With Portworx, users can manage any database or stateful service on any infrastructure, using any container scheduler. They get a single data management layer for all their stateful services, no matter where they run. Not all users are the same, though.
According to Gou, Portworx looks at the enterprise world in three segments:
Data center operators.
End application owners (a.k.a. DevOps teams).
Platform architects building & managing a PaaS.
Portworx helps all three, but the customer lens is a little different. Generally, all these customers are running in a public cloud or a private data center with a desire to run microservices. Data center operators care about resource efficiency and the ability to run heterogeneous workloads on homogeneous infrastructure. Portworx, as a software-defined storage solution, enables just that.
For platform architects, Portworx provides a cloud-like experience. These customers are already using Docker, Kubernetes, or Mesosphere to automate the stateless parts of their applications. By deeply integrating with these schedulers, Portworx provides a cloud-native storage layer that enables customers to use the tools they like and are familiar with for their entire application, not just the stateless parts.
For DevOps teams, Portworx makes stateful containers as easy to deploy and manage as the stateless parts of apps, eliminating the need to wait days or weeks for resources to be provisioned before an application can be deployed.

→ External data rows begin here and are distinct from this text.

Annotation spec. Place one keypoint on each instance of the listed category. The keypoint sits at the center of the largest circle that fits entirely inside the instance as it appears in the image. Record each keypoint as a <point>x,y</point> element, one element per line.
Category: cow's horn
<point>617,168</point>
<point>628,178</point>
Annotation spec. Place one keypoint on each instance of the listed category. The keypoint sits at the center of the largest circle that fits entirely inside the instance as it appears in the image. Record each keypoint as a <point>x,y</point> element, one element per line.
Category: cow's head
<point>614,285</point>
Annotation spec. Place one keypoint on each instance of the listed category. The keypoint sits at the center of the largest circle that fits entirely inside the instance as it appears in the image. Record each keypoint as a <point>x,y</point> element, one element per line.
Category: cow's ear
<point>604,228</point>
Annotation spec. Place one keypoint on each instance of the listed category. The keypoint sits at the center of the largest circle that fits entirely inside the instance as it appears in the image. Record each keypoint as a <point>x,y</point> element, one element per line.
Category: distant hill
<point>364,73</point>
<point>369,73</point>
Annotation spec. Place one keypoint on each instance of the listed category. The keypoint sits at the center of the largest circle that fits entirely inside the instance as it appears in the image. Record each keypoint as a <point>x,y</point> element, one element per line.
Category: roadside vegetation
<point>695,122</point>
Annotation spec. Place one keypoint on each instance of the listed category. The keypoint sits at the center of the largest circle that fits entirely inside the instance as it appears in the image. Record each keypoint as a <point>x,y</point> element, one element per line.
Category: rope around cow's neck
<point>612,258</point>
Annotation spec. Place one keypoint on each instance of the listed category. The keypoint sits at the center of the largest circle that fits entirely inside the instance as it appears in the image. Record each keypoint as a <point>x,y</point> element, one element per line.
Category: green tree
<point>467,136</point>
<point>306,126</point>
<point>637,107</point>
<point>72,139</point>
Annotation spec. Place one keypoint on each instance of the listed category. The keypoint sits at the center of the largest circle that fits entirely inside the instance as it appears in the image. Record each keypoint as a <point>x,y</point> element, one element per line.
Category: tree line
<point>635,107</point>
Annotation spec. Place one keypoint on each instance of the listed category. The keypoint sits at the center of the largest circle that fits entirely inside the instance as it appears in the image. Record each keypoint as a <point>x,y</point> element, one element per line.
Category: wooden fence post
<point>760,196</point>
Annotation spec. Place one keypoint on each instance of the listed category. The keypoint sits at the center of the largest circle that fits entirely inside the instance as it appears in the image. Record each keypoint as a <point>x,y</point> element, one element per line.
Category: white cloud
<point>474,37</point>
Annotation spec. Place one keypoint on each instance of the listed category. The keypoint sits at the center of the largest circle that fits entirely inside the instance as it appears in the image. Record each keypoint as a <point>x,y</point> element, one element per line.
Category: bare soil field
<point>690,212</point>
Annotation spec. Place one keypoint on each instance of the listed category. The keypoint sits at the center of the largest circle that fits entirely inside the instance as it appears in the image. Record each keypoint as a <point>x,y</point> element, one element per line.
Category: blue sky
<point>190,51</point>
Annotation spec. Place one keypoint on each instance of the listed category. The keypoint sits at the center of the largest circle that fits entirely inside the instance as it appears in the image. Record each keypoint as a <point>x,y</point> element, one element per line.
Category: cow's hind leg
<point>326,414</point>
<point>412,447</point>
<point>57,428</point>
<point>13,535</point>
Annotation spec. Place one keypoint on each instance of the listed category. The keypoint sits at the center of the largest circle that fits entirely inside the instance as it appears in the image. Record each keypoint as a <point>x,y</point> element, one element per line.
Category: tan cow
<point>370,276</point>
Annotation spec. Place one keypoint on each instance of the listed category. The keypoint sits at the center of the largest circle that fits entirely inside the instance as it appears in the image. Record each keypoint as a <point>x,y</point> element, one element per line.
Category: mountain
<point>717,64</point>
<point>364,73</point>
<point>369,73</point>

What all these customers have in common is a desire to automatically deploy entire applications, including data, in a rapidly changing environment – whether it is for production or testing.
All of this is based on schedulers like Kubernetes, DCOS, and Swarm. This is the new way of putting the platform stack together. The scheduler provides the flexibility to run containers anywhere. Portworx, itself deployed as a container, handles the underlying state.
Companies like Lufthansa Systems, GE Digital, Verizon, and Capital One are building service-oriented composable applications with RESTful APIs. The methodology above resonates with their platform architects and DevOps teams because it enables a programmable, self-service system with complete automation as the end-goal. This also helps give enterprise operations control over a cloud-based platform while moving from VMware to container as a service.
At the end of the day, push-button deployments of entire applications including their data help everyone. There is less room for error, which means fewer bugs, and less waiting means better productivity. That’s what it means to have a cloud-native experience.